Pendant que les membres de l'Association collaborent dans leurs paroisses respectives à la préparation de la visite de François, Reecontro s’organise pour héberger une douzaine de pèlerins venus des provinces les plus lointaines, au siège de l’association.

Un cadeau dans l’avion du Pape

Dans le vol papal, il y a un cadeau pour les enfants de Reencontro: des fournitures scolaires, des équipements sportifs, des vêtements, des jouets et une petite contribution financière. Tout cela est le résultat d'une collecte organisée par l'Association D.VA (Femmes au Vatican), entre ses membres, des collègues et des personnes de bonne volonté. C'est un signe d'amour et de solidarité entre deux associations de femmes qui ont en commun les valeurs chrétiennes et une attention mutuelle, en particulier, pour les enfants.

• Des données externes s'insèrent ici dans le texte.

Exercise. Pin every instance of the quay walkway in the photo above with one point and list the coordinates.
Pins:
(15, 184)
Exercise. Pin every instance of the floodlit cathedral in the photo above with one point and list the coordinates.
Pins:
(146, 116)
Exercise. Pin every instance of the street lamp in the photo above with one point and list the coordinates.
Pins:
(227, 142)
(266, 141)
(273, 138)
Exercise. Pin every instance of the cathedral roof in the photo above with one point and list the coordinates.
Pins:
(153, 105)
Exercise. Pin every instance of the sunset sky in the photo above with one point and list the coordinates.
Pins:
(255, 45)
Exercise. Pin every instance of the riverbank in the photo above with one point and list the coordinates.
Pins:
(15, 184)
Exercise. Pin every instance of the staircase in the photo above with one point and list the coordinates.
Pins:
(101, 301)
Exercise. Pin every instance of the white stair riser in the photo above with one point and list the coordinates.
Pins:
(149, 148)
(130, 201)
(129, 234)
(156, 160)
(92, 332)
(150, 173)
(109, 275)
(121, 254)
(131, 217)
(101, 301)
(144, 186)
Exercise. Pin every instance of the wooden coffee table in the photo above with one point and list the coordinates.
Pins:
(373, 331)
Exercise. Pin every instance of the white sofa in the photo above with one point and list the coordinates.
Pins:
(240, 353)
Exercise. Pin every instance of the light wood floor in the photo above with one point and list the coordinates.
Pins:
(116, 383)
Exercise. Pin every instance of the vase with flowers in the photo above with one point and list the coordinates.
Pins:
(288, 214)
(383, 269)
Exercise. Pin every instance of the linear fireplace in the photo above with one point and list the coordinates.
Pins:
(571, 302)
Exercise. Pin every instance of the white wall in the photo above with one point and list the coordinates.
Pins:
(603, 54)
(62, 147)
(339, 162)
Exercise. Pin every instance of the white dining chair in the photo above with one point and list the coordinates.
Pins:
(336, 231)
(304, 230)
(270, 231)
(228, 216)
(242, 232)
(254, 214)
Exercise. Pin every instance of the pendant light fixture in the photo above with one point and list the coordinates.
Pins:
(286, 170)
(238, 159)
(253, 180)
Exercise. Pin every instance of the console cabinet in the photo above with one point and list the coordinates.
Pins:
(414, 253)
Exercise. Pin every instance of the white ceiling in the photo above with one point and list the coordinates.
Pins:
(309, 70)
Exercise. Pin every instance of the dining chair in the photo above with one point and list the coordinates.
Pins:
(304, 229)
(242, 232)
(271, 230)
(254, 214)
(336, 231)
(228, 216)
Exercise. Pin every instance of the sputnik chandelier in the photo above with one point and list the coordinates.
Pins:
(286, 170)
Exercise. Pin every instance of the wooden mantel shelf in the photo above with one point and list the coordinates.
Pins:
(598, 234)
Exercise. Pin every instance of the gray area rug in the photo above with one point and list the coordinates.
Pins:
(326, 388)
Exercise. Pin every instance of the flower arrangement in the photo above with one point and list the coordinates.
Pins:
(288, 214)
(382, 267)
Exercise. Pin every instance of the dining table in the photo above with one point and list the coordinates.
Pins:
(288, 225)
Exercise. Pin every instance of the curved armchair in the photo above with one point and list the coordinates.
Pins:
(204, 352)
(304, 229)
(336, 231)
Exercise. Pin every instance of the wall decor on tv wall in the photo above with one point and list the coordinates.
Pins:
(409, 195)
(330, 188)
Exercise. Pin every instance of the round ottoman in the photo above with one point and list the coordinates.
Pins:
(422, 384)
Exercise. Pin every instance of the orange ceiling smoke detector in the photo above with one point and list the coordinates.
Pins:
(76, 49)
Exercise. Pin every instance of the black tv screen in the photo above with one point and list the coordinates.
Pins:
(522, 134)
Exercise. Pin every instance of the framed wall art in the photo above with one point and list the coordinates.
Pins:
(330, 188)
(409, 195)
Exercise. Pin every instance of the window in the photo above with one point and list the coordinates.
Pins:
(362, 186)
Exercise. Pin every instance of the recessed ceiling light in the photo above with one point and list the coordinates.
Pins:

Construire et préserver la richesse anthropologique

Olinda et ses amis de l’association veillent à ce que les enfants grandissent sains et intègres, à l'abri de la menace d'une future pauvreté anthropologique liée à la pauvreté matérielle. Reencontro fait son possible avec les moyens à sa disposition. Mais, dit Olinda, «l'aide des autres est la bienvenue. Nous avons besoin de vos forces et ces forces peuvent aussi venir de la prière».